Lighttpd
上QQ阅读APP看书,第一时间看更新

Rewriting and Redirecting Requests

URLs are a part of the user interface of every website, be it a full-blown application or just a bunch of static pages. Users sometimes use URLs to navigate, say, by cutting a suffix to "move up a directory". So, we want to present them a clean structured tree. Unfortunately, reality is usually not that nice. We may have some web frameworks stitched together that require their own path names. We may want to hide from the user that she is calling a script. Whatever the reason be, mod_rewrite and mod_redirect are here to help us.

The difference between rewrite and redirect is that a rewrite happens directly in the server, while redirecting a request is done by sending a header to the user telling her where the page really is. This difference is important when deciding whether to rewrite or to redirect. If we have a kind of shortcut or a second domain name and want to direct the user to the "correct" URL, we redirect. Otherwise, we rewrite, for example to present a coherent URL tree to the user when in reality the tree is created by a parameterized CGI script or distributed across multiple directories.

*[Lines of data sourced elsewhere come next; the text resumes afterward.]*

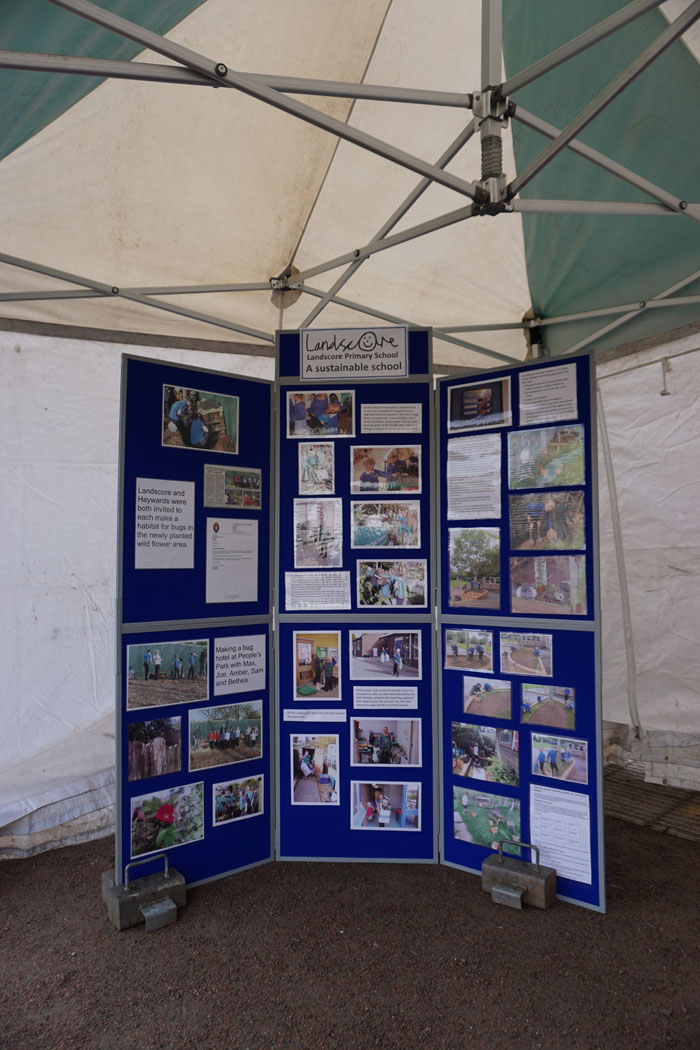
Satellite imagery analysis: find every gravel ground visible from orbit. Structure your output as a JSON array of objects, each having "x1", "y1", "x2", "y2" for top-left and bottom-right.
[{"x1": 0, "y1": 819, "x2": 700, "y2": 1050}]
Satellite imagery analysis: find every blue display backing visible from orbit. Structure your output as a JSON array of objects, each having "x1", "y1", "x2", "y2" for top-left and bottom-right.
[
  {"x1": 121, "y1": 357, "x2": 272, "y2": 624},
  {"x1": 118, "y1": 624, "x2": 274, "y2": 884},
  {"x1": 277, "y1": 617, "x2": 436, "y2": 861},
  {"x1": 440, "y1": 355, "x2": 595, "y2": 621},
  {"x1": 439, "y1": 355, "x2": 604, "y2": 908},
  {"x1": 277, "y1": 328, "x2": 430, "y2": 390}
]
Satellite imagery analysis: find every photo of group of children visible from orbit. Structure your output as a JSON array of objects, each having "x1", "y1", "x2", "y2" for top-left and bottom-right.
[
  {"x1": 162, "y1": 385, "x2": 238, "y2": 454},
  {"x1": 125, "y1": 638, "x2": 263, "y2": 857}
]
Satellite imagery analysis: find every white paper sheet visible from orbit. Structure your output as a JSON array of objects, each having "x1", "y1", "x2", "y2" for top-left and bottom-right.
[{"x1": 206, "y1": 518, "x2": 258, "y2": 605}]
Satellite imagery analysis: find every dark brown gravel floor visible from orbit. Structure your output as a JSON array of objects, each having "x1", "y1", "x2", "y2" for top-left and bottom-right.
[{"x1": 0, "y1": 819, "x2": 700, "y2": 1050}]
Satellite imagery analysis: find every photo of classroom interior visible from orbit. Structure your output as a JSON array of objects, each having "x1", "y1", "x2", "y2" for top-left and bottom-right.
[
  {"x1": 351, "y1": 718, "x2": 421, "y2": 765},
  {"x1": 352, "y1": 780, "x2": 421, "y2": 832}
]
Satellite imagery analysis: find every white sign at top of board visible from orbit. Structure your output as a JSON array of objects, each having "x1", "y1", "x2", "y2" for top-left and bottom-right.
[{"x1": 301, "y1": 327, "x2": 408, "y2": 383}]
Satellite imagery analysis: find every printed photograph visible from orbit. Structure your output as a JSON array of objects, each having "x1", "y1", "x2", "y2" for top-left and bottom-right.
[
  {"x1": 447, "y1": 377, "x2": 513, "y2": 434},
  {"x1": 357, "y1": 559, "x2": 428, "y2": 609},
  {"x1": 287, "y1": 387, "x2": 355, "y2": 441},
  {"x1": 127, "y1": 718, "x2": 183, "y2": 780},
  {"x1": 501, "y1": 631, "x2": 552, "y2": 678},
  {"x1": 449, "y1": 528, "x2": 501, "y2": 611},
  {"x1": 462, "y1": 674, "x2": 512, "y2": 718},
  {"x1": 510, "y1": 554, "x2": 588, "y2": 616},
  {"x1": 349, "y1": 628, "x2": 422, "y2": 681},
  {"x1": 351, "y1": 445, "x2": 422, "y2": 496},
  {"x1": 294, "y1": 631, "x2": 340, "y2": 700},
  {"x1": 163, "y1": 385, "x2": 238, "y2": 455},
  {"x1": 452, "y1": 722, "x2": 521, "y2": 788},
  {"x1": 532, "y1": 733, "x2": 588, "y2": 784},
  {"x1": 521, "y1": 683, "x2": 576, "y2": 730},
  {"x1": 299, "y1": 441, "x2": 336, "y2": 496},
  {"x1": 351, "y1": 780, "x2": 421, "y2": 832},
  {"x1": 294, "y1": 500, "x2": 343, "y2": 569},
  {"x1": 510, "y1": 489, "x2": 586, "y2": 550},
  {"x1": 508, "y1": 423, "x2": 586, "y2": 488},
  {"x1": 205, "y1": 463, "x2": 262, "y2": 510},
  {"x1": 290, "y1": 733, "x2": 340, "y2": 805},
  {"x1": 452, "y1": 788, "x2": 521, "y2": 853},
  {"x1": 190, "y1": 700, "x2": 262, "y2": 773},
  {"x1": 351, "y1": 718, "x2": 421, "y2": 765},
  {"x1": 126, "y1": 638, "x2": 209, "y2": 711},
  {"x1": 212, "y1": 774, "x2": 264, "y2": 827},
  {"x1": 445, "y1": 627, "x2": 493, "y2": 674},
  {"x1": 131, "y1": 781, "x2": 205, "y2": 857},
  {"x1": 351, "y1": 500, "x2": 421, "y2": 548}
]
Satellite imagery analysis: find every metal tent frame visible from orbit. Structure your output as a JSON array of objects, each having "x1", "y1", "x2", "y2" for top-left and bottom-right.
[{"x1": 0, "y1": 0, "x2": 700, "y2": 363}]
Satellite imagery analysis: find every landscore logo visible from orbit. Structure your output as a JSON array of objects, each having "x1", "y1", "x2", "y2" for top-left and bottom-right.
[{"x1": 301, "y1": 327, "x2": 408, "y2": 379}]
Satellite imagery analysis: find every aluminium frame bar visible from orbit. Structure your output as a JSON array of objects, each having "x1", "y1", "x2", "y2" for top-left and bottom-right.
[
  {"x1": 299, "y1": 118, "x2": 479, "y2": 328},
  {"x1": 513, "y1": 106, "x2": 700, "y2": 223},
  {"x1": 43, "y1": 0, "x2": 482, "y2": 201},
  {"x1": 0, "y1": 50, "x2": 471, "y2": 109},
  {"x1": 501, "y1": 0, "x2": 663, "y2": 98},
  {"x1": 505, "y1": 0, "x2": 700, "y2": 198}
]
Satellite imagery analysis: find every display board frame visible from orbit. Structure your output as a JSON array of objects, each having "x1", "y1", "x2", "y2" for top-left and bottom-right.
[
  {"x1": 275, "y1": 329, "x2": 439, "y2": 863},
  {"x1": 436, "y1": 354, "x2": 606, "y2": 911}
]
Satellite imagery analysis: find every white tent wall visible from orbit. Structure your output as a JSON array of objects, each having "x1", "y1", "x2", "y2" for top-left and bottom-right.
[
  {"x1": 0, "y1": 332, "x2": 700, "y2": 857},
  {"x1": 0, "y1": 332, "x2": 274, "y2": 856}
]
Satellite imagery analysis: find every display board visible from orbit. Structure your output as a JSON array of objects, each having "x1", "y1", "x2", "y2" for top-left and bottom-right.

Both modules share the same conventions. So we'll discuss them in one go. Before using mod_rewrite and mod_redirect, we need to tell Lighttpd to load them:

server.modules = ("mod_rewrite", "mod_redirect", ...)

Remember that the order of modules loaded is important—mod_rewrite and mod_redirect change the query URL, so they should come first. Otherwise, your request might be done with before the modules even had a chance to rewrite or redirect something.

mod_rewrite gives us the options url.rewrite-once and url.rewrite-repeat, mod_redirect provides the url.redirect option. It would make no sense to have url.redirect-repeat, as this would require keeping track of who was redirected to where. Also, if the user is redirected to himself or herself, an infinite loop would occur. All browsers I have tested guard against such infinite loops and present an error to the user. Naturally, we have to be careful with url.rewrite-repeat, as the rewrite happens inside the server and will stop only after a hundred iterations.

Each of these options takes a list of regex => URL pairs. The URL should be fully qualified, for example: "http://www.example.com/mysite/", not "/mysite/".

Remember captures from regular expressions? This is where they shine. In the URL, the expressions $1, $2, ..., $9 are expanded to the respective captures of the regex. As in:

url.rewrite = ("^/mysite/([^/]*)/(.*)" => "http://www.example.com/mysite.php?x=$1&y=$2")

If the user browses http://www.example.com/mysite/one/two, the rewritten URL will be http://www.example.com/mysite.php?x=one&y=two.

Or it would be even better, if we put our rewrite and redirect lists into a host selector and use its captures using %1, %2, ..., %9: for example, if we want to redirect every URL not starting with www to the same URL, but with "www." prefixed, we just add to our configuration:

$HTTP["host"] =~ "www\..*" {
Lighttpdrequests, rewriting# we can do something for the correct URL here.
} else $HTTP["host"] =~ "^(.*)$" {
# we use the else here so we can capture the whole hostname.
url.redirect = ( "^(.*)$" => "www.%1/$1" )
}

Now, any call to http://example.com will be redirected to http://www.example.com.

This is the beauty of Lighttpd—a set of simple, but extensible components cleverly integrated, so we do not have to learn more complicated syntax.

Of course, if you want to have a quote, dollar sign, percent sign, or backslash verbatim in your URL, you have to prefix it with a backslash to escape it. Percent signs are quite usual for URL-encoded characters (that is a percent sign followed by a hex code). For example:

url.rewrite = (
"^(.*)$" => "ourdomain.net/dispatch.cgi?test=\"\%5F\"&page=$1"
)

You could use this method to extend the flexibility of your virtual hosting method to any possible subdomain. The trick is to rewrite the host name to be part of the document path:

$HTTP["host"] =~ "^(.*)\.ourdomain.net$" {
url.rewrite = ( "^(.*)$" => "ourdomain.net/%1/$1" )
}

Add a directory for any subdomain you might want named exactly like the subdomain. In our example, a subdirectory named "somewhere" in the document root would be mapped to http://somewhere.ourdomain.net. This method has a small drawback: the error returned for undefined subdomains is a file-not-found instead of a server-not-found. A better method will be discussed in the next chapter.

Now, we can serve static pages even with virtual hosting. Our configuration file is likely to become a little bloated. Luckily, Lighttpd gives us some features to manage the complexity by including files, defining and using variables to give name values which are often used, including the output of an executable file (usually shell code) into the configuration.